Emergency physicians are often quoted as saying that emergency medicine requires the endurance of a marathoner, and the speed of a sprinter. In this fast-paced environment, undetected brain issues can pose significant, even life-threatening risks for patients. This makes acute neurology care one of the biggest challenges for emergency department (ED) care teams.

Seizures can be quite common among critically ill patients.  One study found that nearly a third of people hospitalized with acute conditions experienced seizures.i Many of these abnormal episodes are asymptomatic or may present in ways other than convulsion, so they can only be spotted through EEG monitoring. Since most EDs don’t use conventional EEG within their own department, non-convulsive seizures (NCS) and non-convulsive status epilepticus (NCSE) can go undetected or misdiagnosed in many ED patients. Research supports that spotting NCS and NCSE is challenging for emergency clinicians.  In a study conducted entirely within one ED,  seizure activity through electroencephalographic monitoring was found in nearly 40% of patients with critical symptomsii.

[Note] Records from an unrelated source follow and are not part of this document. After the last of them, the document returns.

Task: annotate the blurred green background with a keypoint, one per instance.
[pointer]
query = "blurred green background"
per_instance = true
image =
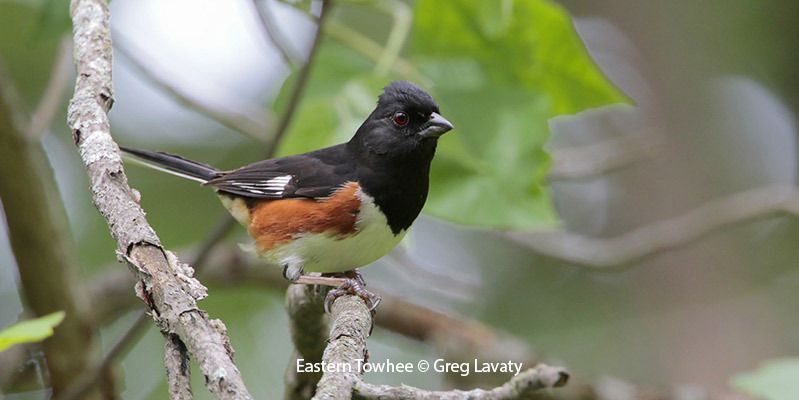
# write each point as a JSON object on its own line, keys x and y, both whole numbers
{"x": 674, "y": 106}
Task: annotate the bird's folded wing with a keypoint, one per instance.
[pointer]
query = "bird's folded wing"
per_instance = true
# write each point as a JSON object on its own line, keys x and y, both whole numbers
{"x": 289, "y": 177}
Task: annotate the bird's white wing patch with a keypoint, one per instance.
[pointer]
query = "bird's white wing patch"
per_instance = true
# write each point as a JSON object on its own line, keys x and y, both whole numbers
{"x": 273, "y": 186}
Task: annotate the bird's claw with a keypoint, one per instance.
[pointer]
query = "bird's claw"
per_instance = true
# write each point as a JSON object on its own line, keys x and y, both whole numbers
{"x": 352, "y": 286}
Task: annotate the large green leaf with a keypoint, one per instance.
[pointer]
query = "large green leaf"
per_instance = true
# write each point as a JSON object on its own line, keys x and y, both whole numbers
{"x": 29, "y": 331}
{"x": 500, "y": 71}
{"x": 775, "y": 380}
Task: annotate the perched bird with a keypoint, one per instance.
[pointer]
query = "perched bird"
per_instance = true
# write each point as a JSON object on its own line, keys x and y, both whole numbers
{"x": 338, "y": 208}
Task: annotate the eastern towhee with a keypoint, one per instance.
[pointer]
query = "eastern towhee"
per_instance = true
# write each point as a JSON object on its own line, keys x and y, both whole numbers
{"x": 335, "y": 209}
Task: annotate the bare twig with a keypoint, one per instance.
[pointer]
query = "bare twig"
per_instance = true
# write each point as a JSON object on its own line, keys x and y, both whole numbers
{"x": 165, "y": 284}
{"x": 520, "y": 387}
{"x": 40, "y": 238}
{"x": 346, "y": 351}
{"x": 255, "y": 122}
{"x": 57, "y": 86}
{"x": 308, "y": 325}
{"x": 137, "y": 329}
{"x": 178, "y": 374}
{"x": 372, "y": 50}
{"x": 272, "y": 32}
{"x": 585, "y": 162}
{"x": 661, "y": 236}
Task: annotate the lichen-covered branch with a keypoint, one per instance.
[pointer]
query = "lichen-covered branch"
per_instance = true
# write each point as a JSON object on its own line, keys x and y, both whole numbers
{"x": 40, "y": 238}
{"x": 253, "y": 122}
{"x": 178, "y": 374}
{"x": 165, "y": 284}
{"x": 308, "y": 325}
{"x": 346, "y": 351}
{"x": 664, "y": 235}
{"x": 520, "y": 387}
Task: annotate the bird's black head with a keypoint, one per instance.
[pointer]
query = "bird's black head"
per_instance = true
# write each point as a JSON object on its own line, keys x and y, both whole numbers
{"x": 405, "y": 124}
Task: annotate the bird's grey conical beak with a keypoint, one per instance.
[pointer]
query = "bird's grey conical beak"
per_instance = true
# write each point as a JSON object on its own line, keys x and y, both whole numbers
{"x": 436, "y": 126}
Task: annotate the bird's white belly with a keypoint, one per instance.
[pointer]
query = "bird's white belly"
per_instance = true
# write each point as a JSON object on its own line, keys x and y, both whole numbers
{"x": 323, "y": 252}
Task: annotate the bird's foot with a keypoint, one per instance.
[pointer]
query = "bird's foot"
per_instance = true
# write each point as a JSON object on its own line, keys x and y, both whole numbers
{"x": 292, "y": 271}
{"x": 346, "y": 283}
{"x": 353, "y": 286}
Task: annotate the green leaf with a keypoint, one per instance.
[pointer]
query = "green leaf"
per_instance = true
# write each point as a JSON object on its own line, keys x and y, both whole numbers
{"x": 29, "y": 331}
{"x": 777, "y": 379}
{"x": 501, "y": 70}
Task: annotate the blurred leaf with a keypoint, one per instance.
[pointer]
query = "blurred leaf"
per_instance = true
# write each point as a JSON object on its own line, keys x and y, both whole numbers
{"x": 341, "y": 93}
{"x": 29, "y": 331}
{"x": 501, "y": 70}
{"x": 28, "y": 47}
{"x": 531, "y": 43}
{"x": 775, "y": 380}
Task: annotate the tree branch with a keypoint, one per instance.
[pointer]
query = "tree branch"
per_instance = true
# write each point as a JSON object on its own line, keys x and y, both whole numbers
{"x": 57, "y": 86}
{"x": 308, "y": 326}
{"x": 520, "y": 387}
{"x": 668, "y": 234}
{"x": 40, "y": 239}
{"x": 272, "y": 32}
{"x": 165, "y": 284}
{"x": 350, "y": 327}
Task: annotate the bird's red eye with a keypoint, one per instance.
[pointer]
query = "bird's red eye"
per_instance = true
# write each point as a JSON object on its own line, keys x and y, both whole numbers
{"x": 401, "y": 119}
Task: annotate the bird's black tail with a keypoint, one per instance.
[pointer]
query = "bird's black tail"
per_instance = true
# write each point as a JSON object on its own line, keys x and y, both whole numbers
{"x": 173, "y": 164}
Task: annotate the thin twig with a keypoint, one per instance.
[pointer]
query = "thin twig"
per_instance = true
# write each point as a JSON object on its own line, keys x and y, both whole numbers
{"x": 520, "y": 387}
{"x": 308, "y": 326}
{"x": 39, "y": 236}
{"x": 254, "y": 123}
{"x": 588, "y": 161}
{"x": 165, "y": 284}
{"x": 137, "y": 329}
{"x": 273, "y": 34}
{"x": 178, "y": 373}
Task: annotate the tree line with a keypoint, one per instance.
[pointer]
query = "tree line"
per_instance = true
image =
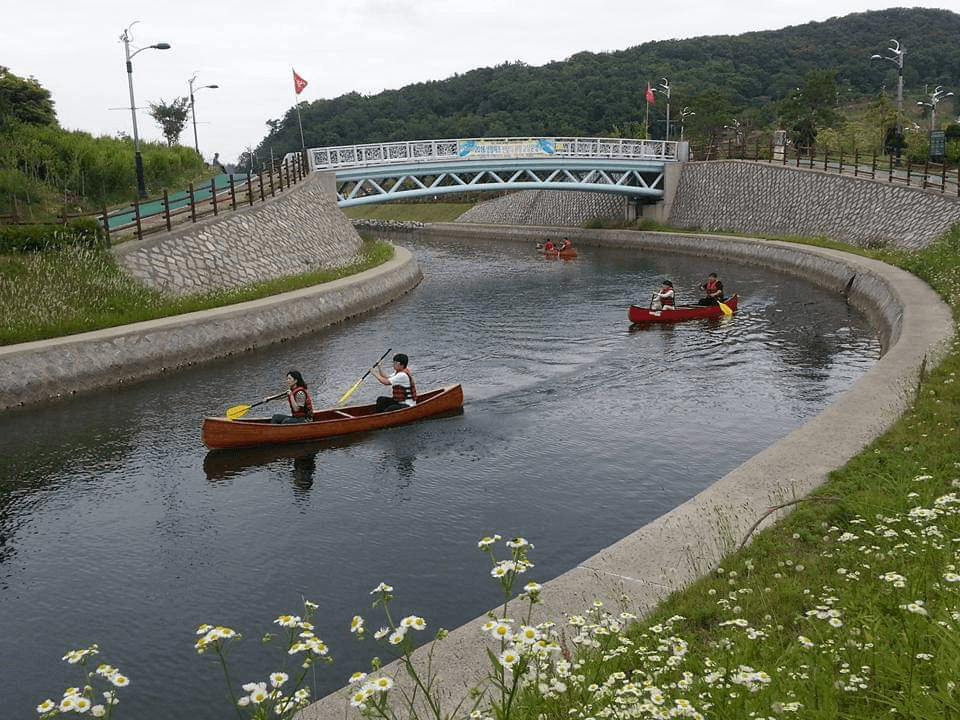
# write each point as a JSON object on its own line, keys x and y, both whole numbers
{"x": 795, "y": 78}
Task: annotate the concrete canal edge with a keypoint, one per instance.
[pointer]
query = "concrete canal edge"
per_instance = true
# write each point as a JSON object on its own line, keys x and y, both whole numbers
{"x": 39, "y": 371}
{"x": 674, "y": 550}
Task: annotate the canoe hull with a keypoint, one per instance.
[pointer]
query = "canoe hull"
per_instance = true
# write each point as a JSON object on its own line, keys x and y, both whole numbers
{"x": 639, "y": 314}
{"x": 220, "y": 433}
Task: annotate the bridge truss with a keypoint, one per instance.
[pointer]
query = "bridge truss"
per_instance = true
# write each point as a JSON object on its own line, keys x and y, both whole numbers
{"x": 381, "y": 172}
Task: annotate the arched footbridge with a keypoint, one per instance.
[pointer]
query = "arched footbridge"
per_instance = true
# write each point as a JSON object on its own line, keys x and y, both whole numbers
{"x": 379, "y": 172}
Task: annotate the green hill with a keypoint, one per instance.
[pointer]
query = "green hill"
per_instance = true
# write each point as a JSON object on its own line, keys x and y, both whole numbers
{"x": 718, "y": 78}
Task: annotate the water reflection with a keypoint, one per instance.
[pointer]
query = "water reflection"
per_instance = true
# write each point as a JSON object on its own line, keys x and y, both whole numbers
{"x": 117, "y": 525}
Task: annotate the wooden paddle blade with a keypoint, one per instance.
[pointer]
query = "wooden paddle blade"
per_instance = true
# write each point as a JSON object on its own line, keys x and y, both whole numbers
{"x": 237, "y": 411}
{"x": 348, "y": 393}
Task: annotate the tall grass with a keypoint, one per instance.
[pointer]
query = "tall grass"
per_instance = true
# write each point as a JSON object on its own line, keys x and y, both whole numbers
{"x": 45, "y": 170}
{"x": 56, "y": 293}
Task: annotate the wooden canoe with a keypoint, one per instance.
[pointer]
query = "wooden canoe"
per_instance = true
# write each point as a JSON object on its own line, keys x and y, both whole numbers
{"x": 639, "y": 314}
{"x": 221, "y": 432}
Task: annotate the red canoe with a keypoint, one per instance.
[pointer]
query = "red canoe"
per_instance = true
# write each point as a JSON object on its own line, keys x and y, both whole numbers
{"x": 222, "y": 432}
{"x": 639, "y": 314}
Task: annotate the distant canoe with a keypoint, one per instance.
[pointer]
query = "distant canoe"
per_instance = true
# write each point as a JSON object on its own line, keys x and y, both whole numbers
{"x": 566, "y": 254}
{"x": 639, "y": 314}
{"x": 220, "y": 432}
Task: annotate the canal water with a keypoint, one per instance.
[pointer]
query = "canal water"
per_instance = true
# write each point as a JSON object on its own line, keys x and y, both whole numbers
{"x": 118, "y": 528}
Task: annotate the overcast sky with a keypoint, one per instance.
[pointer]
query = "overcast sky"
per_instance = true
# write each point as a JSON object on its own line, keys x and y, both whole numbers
{"x": 249, "y": 49}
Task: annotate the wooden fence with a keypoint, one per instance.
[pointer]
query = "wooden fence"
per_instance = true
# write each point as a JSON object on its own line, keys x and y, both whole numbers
{"x": 197, "y": 202}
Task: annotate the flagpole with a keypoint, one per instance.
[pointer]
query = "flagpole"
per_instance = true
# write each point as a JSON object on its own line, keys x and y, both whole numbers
{"x": 298, "y": 85}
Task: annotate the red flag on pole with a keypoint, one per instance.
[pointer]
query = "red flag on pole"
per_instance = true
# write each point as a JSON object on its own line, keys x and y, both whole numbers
{"x": 299, "y": 83}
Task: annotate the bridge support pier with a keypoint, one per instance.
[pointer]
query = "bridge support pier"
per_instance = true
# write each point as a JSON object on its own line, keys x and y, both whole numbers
{"x": 660, "y": 211}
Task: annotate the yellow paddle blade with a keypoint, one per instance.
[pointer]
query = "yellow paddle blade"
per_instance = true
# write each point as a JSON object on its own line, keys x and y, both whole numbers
{"x": 348, "y": 393}
{"x": 237, "y": 411}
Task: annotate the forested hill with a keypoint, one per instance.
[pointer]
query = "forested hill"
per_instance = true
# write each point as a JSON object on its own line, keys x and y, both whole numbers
{"x": 595, "y": 94}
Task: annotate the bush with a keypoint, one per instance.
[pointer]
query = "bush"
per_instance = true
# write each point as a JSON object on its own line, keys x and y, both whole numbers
{"x": 82, "y": 232}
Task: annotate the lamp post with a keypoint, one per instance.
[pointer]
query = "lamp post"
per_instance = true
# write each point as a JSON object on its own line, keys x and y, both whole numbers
{"x": 935, "y": 97}
{"x": 684, "y": 114}
{"x": 665, "y": 89}
{"x": 896, "y": 57}
{"x": 193, "y": 112}
{"x": 141, "y": 182}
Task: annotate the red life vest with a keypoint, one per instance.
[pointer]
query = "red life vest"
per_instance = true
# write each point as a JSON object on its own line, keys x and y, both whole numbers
{"x": 307, "y": 409}
{"x": 402, "y": 393}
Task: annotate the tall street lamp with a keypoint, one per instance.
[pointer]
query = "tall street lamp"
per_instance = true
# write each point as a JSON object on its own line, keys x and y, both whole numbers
{"x": 665, "y": 89}
{"x": 193, "y": 112}
{"x": 141, "y": 182}
{"x": 896, "y": 57}
{"x": 684, "y": 114}
{"x": 935, "y": 97}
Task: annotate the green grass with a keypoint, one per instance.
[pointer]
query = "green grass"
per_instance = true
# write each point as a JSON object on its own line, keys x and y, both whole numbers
{"x": 56, "y": 293}
{"x": 848, "y": 608}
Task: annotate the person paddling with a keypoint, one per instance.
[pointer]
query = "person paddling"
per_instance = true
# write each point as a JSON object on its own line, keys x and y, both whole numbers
{"x": 664, "y": 298}
{"x": 404, "y": 388}
{"x": 301, "y": 405}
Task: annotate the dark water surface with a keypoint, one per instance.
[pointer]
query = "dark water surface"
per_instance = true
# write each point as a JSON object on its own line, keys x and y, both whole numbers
{"x": 117, "y": 528}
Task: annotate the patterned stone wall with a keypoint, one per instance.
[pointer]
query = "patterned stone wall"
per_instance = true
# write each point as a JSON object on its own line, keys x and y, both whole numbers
{"x": 297, "y": 231}
{"x": 758, "y": 199}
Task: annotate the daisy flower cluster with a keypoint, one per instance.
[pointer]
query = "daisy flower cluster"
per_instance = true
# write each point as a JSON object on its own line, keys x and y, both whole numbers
{"x": 88, "y": 698}
{"x": 279, "y": 696}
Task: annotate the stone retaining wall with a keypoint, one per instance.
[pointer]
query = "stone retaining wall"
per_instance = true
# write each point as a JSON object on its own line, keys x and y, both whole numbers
{"x": 636, "y": 573}
{"x": 298, "y": 231}
{"x": 755, "y": 199}
{"x": 39, "y": 371}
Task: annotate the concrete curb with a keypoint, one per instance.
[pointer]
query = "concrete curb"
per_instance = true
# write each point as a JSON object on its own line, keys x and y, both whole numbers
{"x": 47, "y": 369}
{"x": 637, "y": 572}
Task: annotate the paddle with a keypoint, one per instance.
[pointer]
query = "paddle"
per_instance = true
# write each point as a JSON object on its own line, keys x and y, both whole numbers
{"x": 241, "y": 410}
{"x": 350, "y": 392}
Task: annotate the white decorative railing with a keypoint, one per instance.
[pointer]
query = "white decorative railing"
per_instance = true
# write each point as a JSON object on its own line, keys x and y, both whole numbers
{"x": 424, "y": 151}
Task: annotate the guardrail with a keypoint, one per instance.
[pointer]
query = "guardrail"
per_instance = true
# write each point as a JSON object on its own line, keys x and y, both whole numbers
{"x": 937, "y": 177}
{"x": 223, "y": 193}
{"x": 449, "y": 150}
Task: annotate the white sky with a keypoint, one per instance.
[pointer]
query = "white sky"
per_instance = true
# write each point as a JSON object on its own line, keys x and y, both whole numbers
{"x": 248, "y": 48}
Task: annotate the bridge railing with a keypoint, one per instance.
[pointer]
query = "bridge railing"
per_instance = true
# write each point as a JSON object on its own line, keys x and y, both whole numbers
{"x": 451, "y": 150}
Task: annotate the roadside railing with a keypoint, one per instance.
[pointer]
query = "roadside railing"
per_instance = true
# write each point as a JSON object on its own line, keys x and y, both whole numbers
{"x": 223, "y": 193}
{"x": 935, "y": 177}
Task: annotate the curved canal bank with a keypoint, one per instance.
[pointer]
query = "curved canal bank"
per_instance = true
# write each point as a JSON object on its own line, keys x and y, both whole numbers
{"x": 677, "y": 548}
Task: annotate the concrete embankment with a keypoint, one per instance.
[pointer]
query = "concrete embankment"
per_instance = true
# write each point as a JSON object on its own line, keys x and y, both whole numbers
{"x": 679, "y": 547}
{"x": 295, "y": 232}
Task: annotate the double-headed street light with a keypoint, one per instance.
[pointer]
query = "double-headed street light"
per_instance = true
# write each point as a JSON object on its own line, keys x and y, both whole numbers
{"x": 896, "y": 57}
{"x": 684, "y": 114}
{"x": 193, "y": 112}
{"x": 935, "y": 97}
{"x": 141, "y": 182}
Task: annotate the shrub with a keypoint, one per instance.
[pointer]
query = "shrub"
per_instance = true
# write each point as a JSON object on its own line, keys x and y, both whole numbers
{"x": 82, "y": 232}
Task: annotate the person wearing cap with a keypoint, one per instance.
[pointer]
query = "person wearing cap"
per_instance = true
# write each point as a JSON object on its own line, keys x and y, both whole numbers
{"x": 401, "y": 382}
{"x": 713, "y": 289}
{"x": 664, "y": 298}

Unfortunately, conventional EEG isn’t built for the ED. The equipment can be bulky and isn’t quite as portable. Skilled specialists required for set up and monitoring may not be readily available. There may not be a neurology department in the same location. Neurology consults may not be available during off-hours. An extended timeline to diagnosis and treatment for patients with NCS and NCSE can lead to a host of problems for the ED, from disruption of workflow to poorer patient experiences, and even worsening overall health outcomes.

 

The Promise of Point-of-Care EEG  

Rapid identification of patients with potential NCS and NCSE is critical to improving both individual and overall health outcomes within the ED, along with other performance metrics important at the frontline of care. Fortunately, point-of-care EEG (POC-EEG) technology is available to help address these challenges. Designed for rapid deployment within acute care environments, POC-EEG devices offer enormous benefit to ED care teams and neurologists including:   

  • Rapid EEG monitoring to identify potential NCS and NCSE patients on a timelier basis.
  • Easy setup without the need for specially trained EEG technicians.
  • Minimal disruption to ED workflows, resulting in better performance metrics.
  • Prevention of overtreatment in patients without seizures.
  • Stronger collaboration between neurology and ED departments.
  • Reduction in unnecessary transfers to specialty neurology centers.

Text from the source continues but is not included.